3.3. Differences in the Plant Community among Different Vegetation Types

The vegetation community composition varied significantly among each grassland type, especially in terms of plant diversity and biomass. The highest and lowest H indexes were observed in RG and CG, respectively, which was similar to the E index (Figure 5). The D index changed significantly as well. However, there was no significant difference in the S index among the four grassland types. Furthermore, the plant underground biomass in SW was significantly higher than that in the other treatments. In contrast, the aboveground biomass of SW was significantly lower than that of the others. Mantel testing also showed that there was a significant correlation between plant characteristics and the microbial composition at the phylum level (Figure 6). We used RDA to analyze the explanations of plant and soil characteristics for microbial community variation. Surprisingly, our results show that soil characteristics have more influence on microbial communities than vegetation, whether bacteria or fungi. For the bacterial community, the interaction between plants and soil contributed 51.24% of bacterial community variation, with soil explaining 33.53% of the data variance, which was higher than the result for plants, explaining 7.32% of the data variance (Figure 7A). The interaction between the vegetation and the soil of the soil fungal community was lower than that of the bacterial community, but the soil explanatory degree was still greater than that of the plant factors (Figure 7B).

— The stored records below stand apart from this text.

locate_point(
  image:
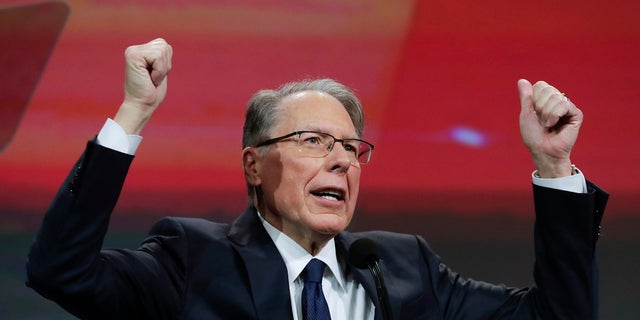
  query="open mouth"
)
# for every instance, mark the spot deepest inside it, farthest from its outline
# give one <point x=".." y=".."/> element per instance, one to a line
<point x="329" y="194"/>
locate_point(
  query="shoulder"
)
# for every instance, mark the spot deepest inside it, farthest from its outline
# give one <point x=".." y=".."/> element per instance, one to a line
<point x="391" y="243"/>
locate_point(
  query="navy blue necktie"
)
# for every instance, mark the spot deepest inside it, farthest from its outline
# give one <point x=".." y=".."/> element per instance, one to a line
<point x="314" y="305"/>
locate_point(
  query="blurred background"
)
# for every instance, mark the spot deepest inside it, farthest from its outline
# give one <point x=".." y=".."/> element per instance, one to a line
<point x="438" y="82"/>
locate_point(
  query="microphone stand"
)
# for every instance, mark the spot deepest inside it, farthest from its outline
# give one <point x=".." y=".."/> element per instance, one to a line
<point x="383" y="297"/>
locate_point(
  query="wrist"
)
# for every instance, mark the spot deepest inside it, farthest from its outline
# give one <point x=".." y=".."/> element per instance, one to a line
<point x="132" y="118"/>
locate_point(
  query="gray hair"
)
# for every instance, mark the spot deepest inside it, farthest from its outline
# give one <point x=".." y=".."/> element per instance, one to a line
<point x="263" y="108"/>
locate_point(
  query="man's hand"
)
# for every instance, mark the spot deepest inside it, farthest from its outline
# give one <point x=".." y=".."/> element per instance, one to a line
<point x="549" y="125"/>
<point x="145" y="85"/>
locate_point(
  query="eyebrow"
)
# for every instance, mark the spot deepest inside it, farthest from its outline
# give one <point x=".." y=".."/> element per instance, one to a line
<point x="318" y="129"/>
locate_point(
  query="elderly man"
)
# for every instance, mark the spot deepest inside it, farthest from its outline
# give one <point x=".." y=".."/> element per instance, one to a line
<point x="302" y="158"/>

3.4. Correlation of Soil Physicochemical Properties and Plant Factors with Microbial Community

Based on the selected variables from the envfit and Mantel test, for soil bacteria, RDA showed eigenvalues of 33.08% and 16.78% for the first and second axes, indicating that these two axes could explain approximately 49.86% of the total variation in soil bacterial communities. Redundancy analysis found that these factors (such as NH4+-N, TN, SWC, SOC, NO3-N, clay, TP, silt) were significantly related to the bacterial community in (SW). Furthermore, most physical properties of soil (sand, pH, BD) could explain the differences in soil bacterial communities among (RG), (ST), and (CG) (Figure 8A). Across the first two canonical axes, RDA also explained 44.73% of the relationship with the fungal community (Figure 8B). In addition, we used VPA (variance partitioning analysis) to analyze the explanation of each environmental variable to the total variation in species distribution. VPA also indicated that NO3-N and SOC are the main soil factors that cause the differences in bacteria (contribute > 45%) (Figure 9A). Soil organic carbon is also the dominant factor affecting fungal communities (contribution > 29%). The underground biomass of plants has a greater contribution to bacteria and fungi, but the diversity of plants does not (Figure 9B).

4. Discussion

Our study of the full range of ecosystems along a typical alpine grassland on a small regional scale demonstrates that although the composition of the dominant soil bacteria at the phylum level was similar, their relative abundances differed substantially and consistently among different vegetation types (Figure 2A,B). In addition, the dominant fungi were common across all of the vegetation types. Our study provides strong evidence that soil bacterial and fungal communities vary significantly with the change in habit, although they are on the same regional scale, which is consistent with the findings of previous studies in the alpine meadow of the Qinghai-Tibet Plateau and boreal forests [35,36]. Interestingly, we also notice that the dominant phylum of fungi Ascomycota was significantly decreased in the swamp meadow. Concerning bacterial compositions, this may be related to the natural properties of Proteobacteria, which are determined by the carbon availability preferences of this phylum [37]. Moreover, Proteobacteria is one of the comparatively young bacterial phyla and has likely evolved in well-developed soils, thus preferring high organic matter contents and high C: N nutrient ratios [38]. It was also proven by a correlation test that the content of soil organic carbon is significantly correlated with the abundance of Proteobacteria (Table S1). Acidobacteria was less abundant when the soil was moister and cooler; thus, the lower soil water content promoted the abundance of Acidobacteria [39] (Figure 3B). In summary, these results suggest that the variation in habitat is accompanied by a change in species abundance, rather than its dominant species at the phylum level on a small regional scale.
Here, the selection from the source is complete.